In a bid to increase affordability of basic food commodities for low income earners and encourage consumption of healthy meals, government removed the 12% VAT on items that include brown bread, vegetables, fruits, rice, samp, milk and bread flour, effective 25 January 2015.

A snap survey carried out by the BusinessWeek around Gaborone this week revealed that some retailers have knocked down prices, while others have held out with the old pricing. Other retailers have increased prices of the affected commodities.

In an interview with Business Week, the managing director for Main Mall Payless, Kgotla Odirile said they have removed VAT on all of the affected items.

The managing director of Spar Supermarket in Main Mall, Rathinam Rengasamy also said they removed VAT from the said items since 25th January, although prices displayed on the shelves portrayed a different picture.

When comparing the current prices of rice, bread flour and brown bread to the December ones, there is an indication that some prices have gone up instead. The trend was also discovered at the Shoprite supermarket, where some of the prices have increased except for milk, which has remained the same.

“We have immediately amended our system and programmed it to make sure that products are VAT exempted, even if the shelved product does not reveal that, VAT will be removed immediately when the product gets to the till.” said managing director of Sefalana Cash and Carry, Hans Kampmann.

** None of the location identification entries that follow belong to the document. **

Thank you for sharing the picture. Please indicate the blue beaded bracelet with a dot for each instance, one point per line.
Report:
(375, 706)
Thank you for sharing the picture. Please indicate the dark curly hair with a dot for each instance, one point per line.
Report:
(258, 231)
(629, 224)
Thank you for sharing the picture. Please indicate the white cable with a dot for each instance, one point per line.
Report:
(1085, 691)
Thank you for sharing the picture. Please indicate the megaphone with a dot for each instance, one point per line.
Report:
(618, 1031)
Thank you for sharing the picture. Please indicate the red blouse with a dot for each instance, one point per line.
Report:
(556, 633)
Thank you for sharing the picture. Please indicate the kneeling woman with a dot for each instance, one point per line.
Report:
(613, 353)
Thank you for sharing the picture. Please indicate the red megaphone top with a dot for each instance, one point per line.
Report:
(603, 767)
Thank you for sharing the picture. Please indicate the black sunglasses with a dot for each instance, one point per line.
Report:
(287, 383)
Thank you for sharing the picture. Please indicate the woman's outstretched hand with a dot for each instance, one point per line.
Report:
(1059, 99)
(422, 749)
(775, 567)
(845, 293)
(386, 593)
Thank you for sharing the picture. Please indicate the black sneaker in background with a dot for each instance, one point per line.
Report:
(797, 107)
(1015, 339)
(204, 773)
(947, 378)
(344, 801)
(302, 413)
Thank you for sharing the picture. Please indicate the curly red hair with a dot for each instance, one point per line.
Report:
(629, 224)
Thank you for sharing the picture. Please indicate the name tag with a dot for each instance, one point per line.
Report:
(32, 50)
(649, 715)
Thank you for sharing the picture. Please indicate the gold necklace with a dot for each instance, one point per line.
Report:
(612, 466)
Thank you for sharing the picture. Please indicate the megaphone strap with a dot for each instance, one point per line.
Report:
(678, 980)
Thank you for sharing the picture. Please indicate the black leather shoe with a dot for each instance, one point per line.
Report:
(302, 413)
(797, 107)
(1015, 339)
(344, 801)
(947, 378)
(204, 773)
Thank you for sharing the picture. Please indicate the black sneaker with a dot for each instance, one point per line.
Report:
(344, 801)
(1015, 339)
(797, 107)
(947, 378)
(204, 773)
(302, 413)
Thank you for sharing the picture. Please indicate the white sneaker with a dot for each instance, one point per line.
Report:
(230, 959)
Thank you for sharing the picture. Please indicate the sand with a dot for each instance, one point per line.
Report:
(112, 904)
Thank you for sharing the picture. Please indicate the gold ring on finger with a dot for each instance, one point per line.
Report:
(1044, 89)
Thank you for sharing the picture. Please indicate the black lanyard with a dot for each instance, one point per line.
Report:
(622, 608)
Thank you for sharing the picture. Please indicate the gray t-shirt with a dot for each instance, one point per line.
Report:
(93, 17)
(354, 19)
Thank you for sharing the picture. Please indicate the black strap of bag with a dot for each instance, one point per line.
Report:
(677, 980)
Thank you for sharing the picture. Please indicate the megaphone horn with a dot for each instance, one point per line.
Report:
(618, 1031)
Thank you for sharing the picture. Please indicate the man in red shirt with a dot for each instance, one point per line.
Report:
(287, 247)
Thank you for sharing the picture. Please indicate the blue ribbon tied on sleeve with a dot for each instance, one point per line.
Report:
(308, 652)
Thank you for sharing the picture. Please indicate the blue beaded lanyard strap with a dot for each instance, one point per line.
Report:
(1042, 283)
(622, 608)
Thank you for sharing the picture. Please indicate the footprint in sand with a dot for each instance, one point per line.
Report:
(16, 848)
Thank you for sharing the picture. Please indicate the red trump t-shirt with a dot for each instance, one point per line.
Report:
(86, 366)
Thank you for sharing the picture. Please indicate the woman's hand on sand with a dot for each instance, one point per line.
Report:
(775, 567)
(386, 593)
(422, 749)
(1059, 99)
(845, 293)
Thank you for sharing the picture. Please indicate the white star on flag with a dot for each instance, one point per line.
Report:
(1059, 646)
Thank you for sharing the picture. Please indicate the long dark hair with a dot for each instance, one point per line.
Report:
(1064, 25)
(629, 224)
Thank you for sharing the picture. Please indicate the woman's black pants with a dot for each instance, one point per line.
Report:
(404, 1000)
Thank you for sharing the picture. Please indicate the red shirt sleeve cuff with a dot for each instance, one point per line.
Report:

Bokomo Sales and Distribution manager, Victor Khan told BusinessWeek that they have removed VAT from production on the listed goods effective 25th January. “I can assure you that we are now selling rice, flour and samp to our clients without VAT and they are the ones who should ensure that they do not add it on the listed products when selling to the consumers,” he said.

Announcing the 2015 Monetary policy statement Bank of Botswana governor, Linah Mohohlo said the VAT amendments provides potential for lower prices to a maximum of 12% on the basic foodstuffs which comprise approximately 5% of the Consumer Price Index (CPI) basket. “In principle, the price decrease are expected to reduce headline inflation by as much as 0.6 percentage points,” she said.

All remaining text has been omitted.